A realização do Conselho Europeu é em si mesmo uma vitória para os populistas italianos, mesmo que não tenham conseguido a distribuição pela União dos refugiados que chegam a Itália. Se, no essencial, tudo ficou na mesma, a verdade é que os portos italianos continuam fechados e foram criados obstáculos às acções de salvamento das ONG.
Não nos enganemos, o debate não é sobre imigrantes e refugiados. O que está em causa é a União Europeia, são os direitos fundamentais, é o debate entre uma visão da Europa e do mundo centrada nos valores fundamentais da União e os que defendem o que chamam de democracia iliberal, como Orbán e o seu protector Trump.

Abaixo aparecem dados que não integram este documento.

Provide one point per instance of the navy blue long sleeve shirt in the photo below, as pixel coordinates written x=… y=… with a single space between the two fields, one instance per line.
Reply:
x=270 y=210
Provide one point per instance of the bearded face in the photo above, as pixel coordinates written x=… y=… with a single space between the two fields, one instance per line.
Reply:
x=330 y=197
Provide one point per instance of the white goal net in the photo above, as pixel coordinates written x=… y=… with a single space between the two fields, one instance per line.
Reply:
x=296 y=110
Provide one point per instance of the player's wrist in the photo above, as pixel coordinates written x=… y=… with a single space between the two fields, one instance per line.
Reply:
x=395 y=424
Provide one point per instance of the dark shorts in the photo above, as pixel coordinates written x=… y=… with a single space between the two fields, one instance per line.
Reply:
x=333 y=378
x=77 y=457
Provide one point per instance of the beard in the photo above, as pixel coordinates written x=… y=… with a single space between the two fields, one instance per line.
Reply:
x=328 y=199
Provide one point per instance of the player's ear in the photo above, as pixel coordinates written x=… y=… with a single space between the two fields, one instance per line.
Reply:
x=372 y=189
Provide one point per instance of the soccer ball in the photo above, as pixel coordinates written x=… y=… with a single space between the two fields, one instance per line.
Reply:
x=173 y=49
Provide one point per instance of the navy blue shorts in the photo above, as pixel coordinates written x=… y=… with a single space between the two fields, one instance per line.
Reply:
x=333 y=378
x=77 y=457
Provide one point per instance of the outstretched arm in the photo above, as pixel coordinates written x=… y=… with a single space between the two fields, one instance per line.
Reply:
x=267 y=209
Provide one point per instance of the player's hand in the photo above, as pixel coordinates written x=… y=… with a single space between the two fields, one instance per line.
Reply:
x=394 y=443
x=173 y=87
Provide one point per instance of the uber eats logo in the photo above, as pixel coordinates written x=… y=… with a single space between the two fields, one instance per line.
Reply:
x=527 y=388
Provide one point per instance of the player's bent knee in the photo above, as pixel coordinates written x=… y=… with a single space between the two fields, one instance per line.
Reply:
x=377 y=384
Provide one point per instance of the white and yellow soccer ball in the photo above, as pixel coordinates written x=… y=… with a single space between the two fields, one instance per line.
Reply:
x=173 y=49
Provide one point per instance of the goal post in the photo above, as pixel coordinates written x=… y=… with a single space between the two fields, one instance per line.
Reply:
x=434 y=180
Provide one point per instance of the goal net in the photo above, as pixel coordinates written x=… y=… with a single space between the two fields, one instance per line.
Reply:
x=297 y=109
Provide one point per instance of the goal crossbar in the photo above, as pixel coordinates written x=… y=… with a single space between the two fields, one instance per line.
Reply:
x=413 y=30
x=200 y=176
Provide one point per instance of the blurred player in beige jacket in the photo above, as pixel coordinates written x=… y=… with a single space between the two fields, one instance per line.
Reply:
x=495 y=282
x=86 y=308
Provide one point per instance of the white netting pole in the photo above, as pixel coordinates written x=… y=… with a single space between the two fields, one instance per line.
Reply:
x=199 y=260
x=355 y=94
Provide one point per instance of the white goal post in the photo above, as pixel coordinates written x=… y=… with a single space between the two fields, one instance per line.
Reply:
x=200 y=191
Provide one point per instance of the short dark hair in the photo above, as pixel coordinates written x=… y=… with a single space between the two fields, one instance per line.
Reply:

A extrema-direita (e a sua xenofobia) pode ser vencida, mas para isso é preciso que os líderes políticos que defendem o estado de direito sejam coerentes na defesa dos seus valores. Macron e Merkel, que procuram organizar a frente antipopulista na União, não têm, hoje, uma posição coerente na questão das migrações.
Os países europeus onde os populistas não estão no poder devem começar por assumir que não são as migrações que favorecem o crescimento da extrema-direita – veja-se a sua força em países com poucos ou nenhuns migrantes, como a Hungria ou a República Checa.
Segundo, que a obsessão com o controlo dos fluxos migratórios está condenada ao fracasso e só serve para alimentar a demagogia da extrema-direita.
Terceiro, que é possível criar vias legais de imigração, correspondendo à efectiva necessidade europeia de migrantes, fruto do envelhecimento da população.
Quarto, e mais difícil, assumir um direito internacional à livre circulação, mesmo que, obviamente, deixando aos Estados capacidades para a limitar, de acordo com as suas prioridades.
Quinto, é necessário reformar os acordos de Dublin e federalizar a política de asilo, criando uma fronteira comum exterior entre os países da União que resistem à extrema-direita.
Acima de tudo, é fundamental abandonar todo o discurso securitário sobre migrações, e optar por uma perspectiva que realce os valores da humanidade comum.»